Recoupment & Cost Recognition (Critical Forensic Section)
1. The Accounting Mechanism Driving “Paper Profit”
A central correction:
The article must not interpret the 281k PLN of “Amortization” as game write-offs.
Big Cheese Studio classifies games as Inventory, not Intangible Assets. Therefore:
- “Amortization” captures only fixed assets (IT equipment, office leases).
- Game development costs flow through “Change in products”.
In 9M 2025, this line shows a +4,675k PLN increase, meaning:
- Approximately 4.7M PLN of costs were capitalized instead of being expensed.
- Without this capitalization, operating profit (1.2M) would swing to a large operating loss (~ -3.5M).
- This aligns precisely with the negative operating cash flow (-3.6M).
Thus, the company is profitable due to capitalization, not sales.
2. Inventories as a Red Flag
Production-in-progress rose to 18.5M PLN—a 48% YoY increase.
Inventories now make up 70.6% of total assets, an extreme concentration for a single-franchise studio.
This represents:
- Massive unrecouped development costs.
- Long-term amortization risk (slow-moving titles).
- High probability of future write-downs.
The surge in production-in-progress is more likely tied to:
- The delayed new VR version of Cooking Simulator.
- New unannounced projects.
- Potentially prolonged development cycles.
The underlying dynamic remains: costs are increasing while revenues collapse, worsening recoupment pressure.
Future Outlook & Pipeline
The company notes:
- Delay of the new Cooking Simulator VR release.
- Launch of a new DLC (Cooking Simulator BBQ).
- The new VR version will not include revenue sharing with a licensor, improving margin if it sells.
- A more meaningful upcoming project is Cooking Simulator 2: Better Together, which already has a publicly visible Steam presence and is positioned as the “next evolution” of the franchise.

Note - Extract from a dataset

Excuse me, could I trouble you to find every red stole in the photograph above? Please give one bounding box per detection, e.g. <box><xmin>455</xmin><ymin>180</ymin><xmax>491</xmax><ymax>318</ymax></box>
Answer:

Early public performance data (wishlists, followers, and visibility metrics) indicate that the title has the potential to become the studio’s next flagship release, but this is not guaranteed.
But this optimism rests on weak foundations:
- The entire Cooking Simulator ecosystem is declining.
- DLC contribution is shrinking.
- The existing player base is not growing.
- Development timelines are slipping.
Relying on remakes and DLC for an aging brand is a high-risk strategy with diminishing returns.
Risk Assessment
Revenue Quality Risk
A meaningful share of revenue comes from related entities, masking underlying market demand.
Inventory & Impairment Risk
With production-in-progress dominating the balance sheet and sales falling, future impairments are increasingly likely.
Cash Flow Risk
Cash burn is incompatible with the reported profit — a sustainability issue.
Franchise Dependency
The company remains excessively reliant on Cooking Simulator, which is steadily losing commercial traction.
Deferred Tax Asset Volatility
Deferred tax assets are supported by projected future profitability; sustained losses could force a write-down.
Management Commentary
Management offers minimal qualitative explanation regarding the revenue decline, inventory surge, or related-party dependence.
The absence of:
- amortization disclosures per project,
- recoupment plans for capitalized costs,
- sales performance commentary by title,
signals a lack of transparency at a time when the company faces significant operational and financial headwinds.
Final Verdict
Big Cheese Studio reports a net profit on paper, but the underlying fundamentals paint a far more concerning picture:
- Revenues are collapsing.
- Large portions of revenue are related-party, not market-driven.
- Development costs are ballooning.
- Cash flow is negative and deteriorating.
- The franchise base is weak and aging.
Without a major commercial success in 2026, the company is heading toward serious impairment risk, reduced liquidity, and a structurally weaker competitive position.